Drug abuse prematurely ended the reign of one of the most talented Texas Hold’em players of all time in a stark warning to all.
It seems that all sports have their troubled geniuses and Stu Ungar was clearly Pokers.
Three times the supremely talented Ungar claimed the WSOP (1980, 81, 97) but each time he blew his substantial winnings on drugs and ended up paying the ultimate price.
After close friend and fellow poker player Billy Baxter bailed Ungar out several times and even paid his entry fee into the 1997 WSOP which he ended up winning with an Ace, four to scoop a jackpot of $1 million.
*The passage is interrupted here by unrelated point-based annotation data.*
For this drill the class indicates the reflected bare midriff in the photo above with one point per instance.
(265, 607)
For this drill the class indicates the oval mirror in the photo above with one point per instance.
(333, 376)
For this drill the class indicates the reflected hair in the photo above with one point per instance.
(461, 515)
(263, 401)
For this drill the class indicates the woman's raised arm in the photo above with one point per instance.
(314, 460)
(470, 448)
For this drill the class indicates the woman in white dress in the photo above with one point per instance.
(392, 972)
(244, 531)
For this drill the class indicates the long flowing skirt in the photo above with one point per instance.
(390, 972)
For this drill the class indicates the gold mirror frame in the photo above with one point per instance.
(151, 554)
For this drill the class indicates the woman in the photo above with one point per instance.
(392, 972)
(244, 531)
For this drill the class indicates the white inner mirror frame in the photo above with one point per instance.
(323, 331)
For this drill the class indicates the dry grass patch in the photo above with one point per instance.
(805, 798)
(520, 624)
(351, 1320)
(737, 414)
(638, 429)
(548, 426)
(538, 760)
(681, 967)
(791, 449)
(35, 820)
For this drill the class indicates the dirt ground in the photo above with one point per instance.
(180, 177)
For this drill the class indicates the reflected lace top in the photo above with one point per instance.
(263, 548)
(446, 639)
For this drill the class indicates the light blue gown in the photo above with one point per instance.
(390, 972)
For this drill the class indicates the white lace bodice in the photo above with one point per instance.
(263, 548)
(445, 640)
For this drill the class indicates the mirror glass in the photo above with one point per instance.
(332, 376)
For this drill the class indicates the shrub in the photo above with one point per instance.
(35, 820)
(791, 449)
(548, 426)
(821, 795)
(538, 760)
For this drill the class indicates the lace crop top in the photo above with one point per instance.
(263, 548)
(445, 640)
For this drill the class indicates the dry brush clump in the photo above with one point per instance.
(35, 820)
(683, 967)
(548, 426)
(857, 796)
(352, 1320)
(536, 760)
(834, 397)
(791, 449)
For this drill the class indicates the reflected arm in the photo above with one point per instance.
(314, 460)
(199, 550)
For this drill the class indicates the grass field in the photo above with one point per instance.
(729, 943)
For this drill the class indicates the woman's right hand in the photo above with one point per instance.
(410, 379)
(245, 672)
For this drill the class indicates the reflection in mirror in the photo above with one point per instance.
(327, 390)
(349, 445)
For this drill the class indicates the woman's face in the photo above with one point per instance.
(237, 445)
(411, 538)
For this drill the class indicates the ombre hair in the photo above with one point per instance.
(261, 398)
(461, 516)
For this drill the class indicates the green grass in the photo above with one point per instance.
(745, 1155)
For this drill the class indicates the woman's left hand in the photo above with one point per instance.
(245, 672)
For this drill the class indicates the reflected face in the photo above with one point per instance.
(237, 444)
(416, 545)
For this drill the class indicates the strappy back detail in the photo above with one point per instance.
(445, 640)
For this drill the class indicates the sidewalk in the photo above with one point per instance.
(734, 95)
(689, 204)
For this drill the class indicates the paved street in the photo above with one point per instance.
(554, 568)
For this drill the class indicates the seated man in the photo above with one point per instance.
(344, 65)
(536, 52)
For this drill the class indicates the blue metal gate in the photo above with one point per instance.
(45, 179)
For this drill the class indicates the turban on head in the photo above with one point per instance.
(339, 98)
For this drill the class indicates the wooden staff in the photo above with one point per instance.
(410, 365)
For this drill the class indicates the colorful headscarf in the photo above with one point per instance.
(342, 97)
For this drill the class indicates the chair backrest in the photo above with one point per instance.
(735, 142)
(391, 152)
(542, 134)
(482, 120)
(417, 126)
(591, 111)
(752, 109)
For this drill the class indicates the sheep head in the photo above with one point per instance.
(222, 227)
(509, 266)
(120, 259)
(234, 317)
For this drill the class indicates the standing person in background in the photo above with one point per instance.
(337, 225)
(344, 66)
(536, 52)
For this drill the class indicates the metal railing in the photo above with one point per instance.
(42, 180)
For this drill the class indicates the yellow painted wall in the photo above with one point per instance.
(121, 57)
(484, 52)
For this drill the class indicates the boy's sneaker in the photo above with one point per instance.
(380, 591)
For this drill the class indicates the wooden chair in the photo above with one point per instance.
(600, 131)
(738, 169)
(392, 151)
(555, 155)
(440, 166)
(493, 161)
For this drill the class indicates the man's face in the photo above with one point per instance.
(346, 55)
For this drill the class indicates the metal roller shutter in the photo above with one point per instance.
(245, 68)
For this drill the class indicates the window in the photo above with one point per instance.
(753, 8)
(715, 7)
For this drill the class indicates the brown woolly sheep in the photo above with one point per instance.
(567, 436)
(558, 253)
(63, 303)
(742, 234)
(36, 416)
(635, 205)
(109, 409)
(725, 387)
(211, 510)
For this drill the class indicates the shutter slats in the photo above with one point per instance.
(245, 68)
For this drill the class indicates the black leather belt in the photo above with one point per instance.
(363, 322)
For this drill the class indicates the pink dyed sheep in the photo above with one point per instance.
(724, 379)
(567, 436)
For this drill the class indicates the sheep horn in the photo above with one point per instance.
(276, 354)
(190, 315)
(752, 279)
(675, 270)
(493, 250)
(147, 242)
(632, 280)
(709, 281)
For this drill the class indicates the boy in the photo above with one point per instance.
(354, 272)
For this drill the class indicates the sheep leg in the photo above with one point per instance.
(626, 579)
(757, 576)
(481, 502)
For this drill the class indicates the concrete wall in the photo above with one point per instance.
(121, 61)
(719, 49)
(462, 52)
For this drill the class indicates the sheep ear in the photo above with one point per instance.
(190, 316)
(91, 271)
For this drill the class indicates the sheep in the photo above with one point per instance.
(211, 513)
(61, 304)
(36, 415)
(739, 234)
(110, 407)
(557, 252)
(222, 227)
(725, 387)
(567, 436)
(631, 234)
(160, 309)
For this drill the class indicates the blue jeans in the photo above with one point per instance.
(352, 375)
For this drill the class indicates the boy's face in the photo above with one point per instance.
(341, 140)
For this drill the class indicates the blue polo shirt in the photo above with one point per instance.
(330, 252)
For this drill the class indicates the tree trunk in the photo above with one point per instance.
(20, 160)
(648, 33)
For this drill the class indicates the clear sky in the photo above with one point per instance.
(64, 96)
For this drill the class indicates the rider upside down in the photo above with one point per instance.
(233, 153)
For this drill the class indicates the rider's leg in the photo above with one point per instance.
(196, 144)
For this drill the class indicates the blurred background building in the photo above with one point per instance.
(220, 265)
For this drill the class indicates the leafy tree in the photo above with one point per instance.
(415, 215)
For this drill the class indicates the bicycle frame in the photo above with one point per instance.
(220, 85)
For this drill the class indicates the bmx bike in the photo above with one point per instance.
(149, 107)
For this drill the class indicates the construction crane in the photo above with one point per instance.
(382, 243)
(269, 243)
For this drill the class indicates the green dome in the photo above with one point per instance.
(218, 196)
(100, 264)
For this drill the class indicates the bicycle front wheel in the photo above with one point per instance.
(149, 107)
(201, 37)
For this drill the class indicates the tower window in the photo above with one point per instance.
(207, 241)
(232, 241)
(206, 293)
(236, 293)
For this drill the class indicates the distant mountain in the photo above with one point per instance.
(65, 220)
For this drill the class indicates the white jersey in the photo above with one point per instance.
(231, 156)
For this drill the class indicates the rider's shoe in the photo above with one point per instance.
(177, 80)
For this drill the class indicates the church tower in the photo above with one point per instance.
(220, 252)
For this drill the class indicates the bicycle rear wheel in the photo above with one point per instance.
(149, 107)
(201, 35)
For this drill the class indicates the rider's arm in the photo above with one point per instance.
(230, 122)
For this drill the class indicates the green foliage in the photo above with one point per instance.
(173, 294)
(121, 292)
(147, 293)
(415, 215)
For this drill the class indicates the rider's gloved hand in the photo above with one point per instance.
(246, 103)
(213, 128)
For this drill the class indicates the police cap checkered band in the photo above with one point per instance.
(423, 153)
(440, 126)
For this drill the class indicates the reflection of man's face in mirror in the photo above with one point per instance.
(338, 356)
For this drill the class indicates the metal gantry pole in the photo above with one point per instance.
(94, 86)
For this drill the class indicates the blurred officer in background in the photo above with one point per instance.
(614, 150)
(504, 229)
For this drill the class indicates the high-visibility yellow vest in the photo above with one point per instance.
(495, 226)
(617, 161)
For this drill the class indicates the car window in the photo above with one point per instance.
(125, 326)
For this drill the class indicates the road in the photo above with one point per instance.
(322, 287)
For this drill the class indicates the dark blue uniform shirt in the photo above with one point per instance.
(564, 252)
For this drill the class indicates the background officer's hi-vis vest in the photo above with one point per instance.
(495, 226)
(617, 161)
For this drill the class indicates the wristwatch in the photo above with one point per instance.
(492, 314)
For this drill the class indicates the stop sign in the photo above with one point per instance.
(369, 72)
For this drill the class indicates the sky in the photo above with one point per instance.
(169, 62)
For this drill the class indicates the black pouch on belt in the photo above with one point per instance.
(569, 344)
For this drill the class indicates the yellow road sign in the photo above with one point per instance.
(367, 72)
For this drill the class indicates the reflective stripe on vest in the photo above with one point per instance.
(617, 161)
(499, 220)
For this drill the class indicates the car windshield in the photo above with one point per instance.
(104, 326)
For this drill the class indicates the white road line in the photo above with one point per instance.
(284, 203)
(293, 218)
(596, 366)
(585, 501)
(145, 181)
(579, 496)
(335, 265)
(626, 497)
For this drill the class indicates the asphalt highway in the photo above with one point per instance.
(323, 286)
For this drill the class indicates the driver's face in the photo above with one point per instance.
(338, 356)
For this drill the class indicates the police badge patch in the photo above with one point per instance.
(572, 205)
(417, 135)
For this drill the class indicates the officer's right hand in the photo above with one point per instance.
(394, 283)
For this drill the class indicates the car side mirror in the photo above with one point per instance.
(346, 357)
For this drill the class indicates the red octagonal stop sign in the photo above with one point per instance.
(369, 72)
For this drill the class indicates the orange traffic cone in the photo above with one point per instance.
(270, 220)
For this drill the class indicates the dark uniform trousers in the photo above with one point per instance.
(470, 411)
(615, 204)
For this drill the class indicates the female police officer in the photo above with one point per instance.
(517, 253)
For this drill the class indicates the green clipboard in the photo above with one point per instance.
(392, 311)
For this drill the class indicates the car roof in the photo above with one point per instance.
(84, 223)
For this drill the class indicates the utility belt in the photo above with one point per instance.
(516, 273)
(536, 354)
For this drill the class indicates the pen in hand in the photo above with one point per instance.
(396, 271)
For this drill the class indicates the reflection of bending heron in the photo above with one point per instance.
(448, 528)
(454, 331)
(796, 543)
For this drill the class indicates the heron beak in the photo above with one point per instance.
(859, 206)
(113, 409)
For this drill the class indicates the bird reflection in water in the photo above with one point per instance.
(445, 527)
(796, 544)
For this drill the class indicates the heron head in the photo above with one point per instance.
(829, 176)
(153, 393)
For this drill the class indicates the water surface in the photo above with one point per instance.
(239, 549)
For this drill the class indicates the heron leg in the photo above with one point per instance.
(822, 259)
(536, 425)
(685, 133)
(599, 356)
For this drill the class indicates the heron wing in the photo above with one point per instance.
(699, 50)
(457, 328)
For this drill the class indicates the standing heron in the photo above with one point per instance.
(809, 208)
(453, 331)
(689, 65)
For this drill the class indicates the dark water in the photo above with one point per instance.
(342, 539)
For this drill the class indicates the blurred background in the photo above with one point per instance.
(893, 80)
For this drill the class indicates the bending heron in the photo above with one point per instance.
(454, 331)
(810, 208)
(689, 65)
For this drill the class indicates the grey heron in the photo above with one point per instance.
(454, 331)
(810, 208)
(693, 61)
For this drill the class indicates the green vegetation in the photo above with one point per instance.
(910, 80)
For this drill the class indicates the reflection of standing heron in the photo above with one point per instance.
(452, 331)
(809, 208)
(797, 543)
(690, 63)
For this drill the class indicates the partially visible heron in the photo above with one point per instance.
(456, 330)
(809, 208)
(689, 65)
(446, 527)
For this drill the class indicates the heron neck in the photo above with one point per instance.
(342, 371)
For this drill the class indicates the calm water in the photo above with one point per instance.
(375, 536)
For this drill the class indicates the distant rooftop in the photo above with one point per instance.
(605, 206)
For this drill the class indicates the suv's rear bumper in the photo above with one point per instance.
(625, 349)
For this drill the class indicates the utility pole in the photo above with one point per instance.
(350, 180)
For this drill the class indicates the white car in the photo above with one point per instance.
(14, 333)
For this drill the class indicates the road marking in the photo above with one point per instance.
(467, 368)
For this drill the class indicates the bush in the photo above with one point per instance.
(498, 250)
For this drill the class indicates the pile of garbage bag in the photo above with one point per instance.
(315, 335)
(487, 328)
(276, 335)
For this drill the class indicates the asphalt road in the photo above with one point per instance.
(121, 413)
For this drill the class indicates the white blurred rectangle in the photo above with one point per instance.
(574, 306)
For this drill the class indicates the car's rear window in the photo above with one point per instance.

Unfortunately, Ungar went back to his old habits and within months had once again blown the lot and ended up vanishing from the public eye.
In November 1998 at the age of 45, Ungar checked into the Oasis Motel at the end of the Vegas strip and two days later was found lying dead on the bed with nothing but $800 of a $25,000 advance from Bob Stupak.
The Poker Brat
As mentioned above, Phil Hellmuth holds the most WSOP bracelets with fourteen but only claimed one main event title back in 1989.
Known as the Poker Brat for often falling out with his fellow pros at the table, it did not stop Hellmuth from having a remarkably successful career with tournament earnings reaching over $21 million.
Hellmuth also moved into the online sector helping create the software for online casino ultimatebet and also in 2004 launched a mobile app called ‘Texas Hold’em by Phil hellmuth’ with Oasys Mobile as well as having a number of books published.
Now, at the age of 53, Hellmuth recently conducted an interview with Pokernews.com saying he was trying to tackle the poker brat name whilst still playing on the Poker circuit today.